6. Summary and Discussion
In this paper, CAS-LSM, which included lateral flow, water use, nitrogen
discharge and river transport, soil freeze thaw front dynamics, and
urban planning, was implemented into CAS-FGOALS-g3. When compared
against observations, the surface climate CAS-FGOALS-g3 simulations
showed reasonable distributions in the land surface variables, including
the 2-m temperature, precipitation, latent heat flux, river ocean
discharge, soil moisture, snow fraction, and surface albedo. For the
temperature, the seasonal temperature cycles at high-latitude and middle
latitude regions were closer to the observations than those in tropical
regions, while comparison of the regionally averaged seasonal cycles of
the precipitation with the observation did not show obvious trends in
terms of the latitude. For the other variables, they generally presented
an overall reasonable comparison with the observations.
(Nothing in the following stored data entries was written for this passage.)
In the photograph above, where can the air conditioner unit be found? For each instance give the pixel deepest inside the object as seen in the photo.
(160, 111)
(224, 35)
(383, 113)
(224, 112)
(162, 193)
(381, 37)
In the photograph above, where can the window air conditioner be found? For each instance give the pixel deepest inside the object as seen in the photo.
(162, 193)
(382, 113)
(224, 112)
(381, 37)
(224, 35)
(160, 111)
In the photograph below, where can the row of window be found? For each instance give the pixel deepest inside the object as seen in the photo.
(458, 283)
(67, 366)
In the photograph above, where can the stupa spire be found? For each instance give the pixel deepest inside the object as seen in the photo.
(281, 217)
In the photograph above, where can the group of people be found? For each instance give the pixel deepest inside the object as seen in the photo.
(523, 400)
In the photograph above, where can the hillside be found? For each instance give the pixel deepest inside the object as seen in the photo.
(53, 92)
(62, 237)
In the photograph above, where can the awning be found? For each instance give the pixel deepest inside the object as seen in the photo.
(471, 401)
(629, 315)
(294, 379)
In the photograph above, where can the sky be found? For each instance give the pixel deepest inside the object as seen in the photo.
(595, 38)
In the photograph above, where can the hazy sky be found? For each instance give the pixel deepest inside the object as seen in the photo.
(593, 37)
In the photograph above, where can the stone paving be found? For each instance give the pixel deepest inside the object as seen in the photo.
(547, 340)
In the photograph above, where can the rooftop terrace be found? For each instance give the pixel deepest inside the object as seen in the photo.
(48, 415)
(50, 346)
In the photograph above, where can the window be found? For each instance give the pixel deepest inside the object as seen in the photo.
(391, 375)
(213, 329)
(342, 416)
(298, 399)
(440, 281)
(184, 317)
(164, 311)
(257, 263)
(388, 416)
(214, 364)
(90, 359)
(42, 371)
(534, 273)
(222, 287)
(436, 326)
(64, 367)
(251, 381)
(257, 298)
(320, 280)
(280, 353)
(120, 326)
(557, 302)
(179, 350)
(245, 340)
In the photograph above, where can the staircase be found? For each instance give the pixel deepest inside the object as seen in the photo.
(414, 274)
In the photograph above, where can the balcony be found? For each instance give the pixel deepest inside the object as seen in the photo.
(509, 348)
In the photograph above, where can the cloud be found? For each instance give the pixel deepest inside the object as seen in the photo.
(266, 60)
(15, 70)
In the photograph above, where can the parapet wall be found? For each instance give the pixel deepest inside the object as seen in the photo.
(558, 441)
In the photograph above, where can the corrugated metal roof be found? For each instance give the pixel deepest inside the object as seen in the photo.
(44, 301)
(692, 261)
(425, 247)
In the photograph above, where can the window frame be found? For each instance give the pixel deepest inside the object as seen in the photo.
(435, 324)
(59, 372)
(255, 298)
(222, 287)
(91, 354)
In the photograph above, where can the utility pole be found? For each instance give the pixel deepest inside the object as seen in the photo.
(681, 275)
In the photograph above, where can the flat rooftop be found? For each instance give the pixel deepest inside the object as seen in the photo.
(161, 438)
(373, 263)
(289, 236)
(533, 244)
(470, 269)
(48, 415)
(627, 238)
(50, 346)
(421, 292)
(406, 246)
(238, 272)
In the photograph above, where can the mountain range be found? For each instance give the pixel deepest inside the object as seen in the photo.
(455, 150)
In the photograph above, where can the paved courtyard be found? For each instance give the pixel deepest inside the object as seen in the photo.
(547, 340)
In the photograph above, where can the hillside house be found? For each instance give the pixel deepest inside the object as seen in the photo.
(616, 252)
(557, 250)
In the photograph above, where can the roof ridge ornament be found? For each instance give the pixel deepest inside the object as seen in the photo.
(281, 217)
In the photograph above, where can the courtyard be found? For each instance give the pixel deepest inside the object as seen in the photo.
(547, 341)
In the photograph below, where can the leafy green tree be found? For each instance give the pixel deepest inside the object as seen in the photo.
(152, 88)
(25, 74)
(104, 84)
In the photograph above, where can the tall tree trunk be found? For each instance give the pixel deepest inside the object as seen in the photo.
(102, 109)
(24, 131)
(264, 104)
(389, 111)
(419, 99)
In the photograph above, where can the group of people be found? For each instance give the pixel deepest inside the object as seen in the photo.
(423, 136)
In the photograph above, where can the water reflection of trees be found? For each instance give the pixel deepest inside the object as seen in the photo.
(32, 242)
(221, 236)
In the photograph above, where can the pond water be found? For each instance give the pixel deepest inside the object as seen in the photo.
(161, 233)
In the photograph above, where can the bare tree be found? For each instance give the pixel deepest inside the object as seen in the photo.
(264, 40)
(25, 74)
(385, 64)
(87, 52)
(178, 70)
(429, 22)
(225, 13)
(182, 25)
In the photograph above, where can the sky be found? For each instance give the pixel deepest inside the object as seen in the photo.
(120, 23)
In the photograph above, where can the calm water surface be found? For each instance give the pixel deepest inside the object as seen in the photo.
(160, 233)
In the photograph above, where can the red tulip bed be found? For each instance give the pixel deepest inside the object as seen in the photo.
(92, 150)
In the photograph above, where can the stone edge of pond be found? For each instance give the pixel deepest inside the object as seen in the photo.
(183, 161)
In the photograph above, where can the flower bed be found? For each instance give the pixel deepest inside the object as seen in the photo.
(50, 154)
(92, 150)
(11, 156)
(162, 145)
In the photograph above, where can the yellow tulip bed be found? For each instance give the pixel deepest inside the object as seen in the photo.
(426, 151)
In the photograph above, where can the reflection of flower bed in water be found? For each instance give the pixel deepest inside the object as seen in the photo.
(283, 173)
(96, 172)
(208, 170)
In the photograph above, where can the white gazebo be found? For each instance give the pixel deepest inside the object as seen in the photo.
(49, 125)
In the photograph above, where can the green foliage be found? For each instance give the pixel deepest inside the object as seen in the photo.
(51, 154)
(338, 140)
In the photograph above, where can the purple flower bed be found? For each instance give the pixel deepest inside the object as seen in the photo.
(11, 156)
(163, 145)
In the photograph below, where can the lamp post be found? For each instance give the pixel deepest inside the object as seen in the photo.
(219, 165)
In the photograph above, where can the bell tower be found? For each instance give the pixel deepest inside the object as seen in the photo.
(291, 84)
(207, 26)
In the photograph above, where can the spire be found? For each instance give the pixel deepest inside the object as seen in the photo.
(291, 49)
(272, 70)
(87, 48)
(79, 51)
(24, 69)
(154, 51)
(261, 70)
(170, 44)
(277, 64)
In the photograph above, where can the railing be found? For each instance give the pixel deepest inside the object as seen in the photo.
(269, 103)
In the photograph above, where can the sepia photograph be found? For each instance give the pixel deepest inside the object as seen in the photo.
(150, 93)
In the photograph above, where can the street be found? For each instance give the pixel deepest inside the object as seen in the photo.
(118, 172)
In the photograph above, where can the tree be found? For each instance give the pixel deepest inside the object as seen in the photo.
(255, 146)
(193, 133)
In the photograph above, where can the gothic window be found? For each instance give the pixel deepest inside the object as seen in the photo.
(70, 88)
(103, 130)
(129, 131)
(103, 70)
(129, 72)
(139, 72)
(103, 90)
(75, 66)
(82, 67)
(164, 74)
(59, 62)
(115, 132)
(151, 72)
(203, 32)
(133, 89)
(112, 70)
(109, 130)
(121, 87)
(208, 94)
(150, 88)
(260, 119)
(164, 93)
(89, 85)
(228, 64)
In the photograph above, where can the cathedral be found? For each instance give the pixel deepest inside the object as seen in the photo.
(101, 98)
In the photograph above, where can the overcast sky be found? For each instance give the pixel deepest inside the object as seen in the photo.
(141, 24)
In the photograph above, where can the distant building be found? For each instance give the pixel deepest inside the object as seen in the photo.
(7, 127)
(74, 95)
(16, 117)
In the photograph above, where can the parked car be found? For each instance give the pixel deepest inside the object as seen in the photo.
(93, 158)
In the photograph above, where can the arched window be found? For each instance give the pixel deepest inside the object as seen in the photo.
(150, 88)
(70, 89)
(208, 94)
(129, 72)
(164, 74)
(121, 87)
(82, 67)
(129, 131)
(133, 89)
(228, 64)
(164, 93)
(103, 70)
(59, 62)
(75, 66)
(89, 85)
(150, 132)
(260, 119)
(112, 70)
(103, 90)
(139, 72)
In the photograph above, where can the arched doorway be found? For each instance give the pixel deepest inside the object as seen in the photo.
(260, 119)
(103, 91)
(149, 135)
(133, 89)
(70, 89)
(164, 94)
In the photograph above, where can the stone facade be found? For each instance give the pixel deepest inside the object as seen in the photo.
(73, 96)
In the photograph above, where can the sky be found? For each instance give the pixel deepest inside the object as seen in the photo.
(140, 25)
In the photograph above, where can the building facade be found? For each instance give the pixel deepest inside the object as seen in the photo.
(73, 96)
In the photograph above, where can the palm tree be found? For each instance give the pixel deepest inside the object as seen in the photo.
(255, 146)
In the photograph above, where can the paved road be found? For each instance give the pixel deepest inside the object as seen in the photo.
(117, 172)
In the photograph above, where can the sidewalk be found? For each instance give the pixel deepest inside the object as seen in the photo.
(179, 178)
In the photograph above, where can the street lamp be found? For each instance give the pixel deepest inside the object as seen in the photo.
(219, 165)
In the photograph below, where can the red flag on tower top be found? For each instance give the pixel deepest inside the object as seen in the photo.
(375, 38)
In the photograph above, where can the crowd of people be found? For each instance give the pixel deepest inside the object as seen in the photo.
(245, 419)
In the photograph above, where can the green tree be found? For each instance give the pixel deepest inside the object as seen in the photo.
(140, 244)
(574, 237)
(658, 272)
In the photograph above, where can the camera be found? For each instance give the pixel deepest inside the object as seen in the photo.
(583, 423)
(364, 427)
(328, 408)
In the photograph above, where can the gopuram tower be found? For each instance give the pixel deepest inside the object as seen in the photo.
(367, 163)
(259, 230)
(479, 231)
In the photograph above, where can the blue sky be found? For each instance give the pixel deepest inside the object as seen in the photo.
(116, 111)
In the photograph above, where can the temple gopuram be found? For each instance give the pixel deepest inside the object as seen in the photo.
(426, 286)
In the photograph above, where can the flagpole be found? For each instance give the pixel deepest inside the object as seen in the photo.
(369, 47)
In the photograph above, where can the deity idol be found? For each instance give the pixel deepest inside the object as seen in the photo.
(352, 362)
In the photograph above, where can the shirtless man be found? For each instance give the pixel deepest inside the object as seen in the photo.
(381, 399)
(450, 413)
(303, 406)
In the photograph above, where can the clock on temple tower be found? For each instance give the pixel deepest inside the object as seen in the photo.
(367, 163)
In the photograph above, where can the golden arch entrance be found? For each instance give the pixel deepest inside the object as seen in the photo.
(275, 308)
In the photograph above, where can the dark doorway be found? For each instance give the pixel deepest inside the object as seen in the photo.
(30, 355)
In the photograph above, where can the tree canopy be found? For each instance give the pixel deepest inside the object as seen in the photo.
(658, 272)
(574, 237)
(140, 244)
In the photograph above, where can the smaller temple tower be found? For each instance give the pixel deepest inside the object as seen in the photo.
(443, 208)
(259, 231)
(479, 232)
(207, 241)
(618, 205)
Also assessed were the new capabilities of the model with the
implementation the CAS-LSM. Several of these aspects will be evaluated
in greater detail that in other papers within the special issue of the
Chinese Academy of Sciences Climate and Earth System Models (CAS-FGOALS
and CAS-ESM) and Applications special issue in the Journal of
Geophysical Research: Atmosphere and the Journal of Advances in Modeling
Earth Systems. Apparent modification of the groundwater was introduced
by including a GLF module. This allowed us to model the spatial
variability of the groundwater lateral flow, which may lead to
considerable differences in the bio-geophysical and bio-geochemical
aspects of the land surface, and thus have potential effects on climate
processes under climate warming. For anthropogenic groundwater use, over
extraction in three representative over extraction regions, northern
India, North China, and the western coast and central regions of the USA
may lead to increased evapotranspiration.
The inclusion of the FTF scheme enabled the model to simulate the
seasonal variation of the freeze and thaw process. It was seen that the
simulated FTF-derived permafrost extent was comparable to that seen in
the observations. Aside from the FTFs, incorporating schemes related to
riverine nitrogen transport and human activities into the model was
shown to be an effective way to monitor the global river water quality,
and evaluate the performance of the global land surface modeling. The
overall results of the new scheme suggested that the model was a
potentially useful tool for studying the effects of land-surface
processes on the global climate, especially those that experience human
interventions. In future work, such as the special issue just mentioned,
we will present more detailed results of our investigations of the
interactions between the land and the atmosphere at large scales.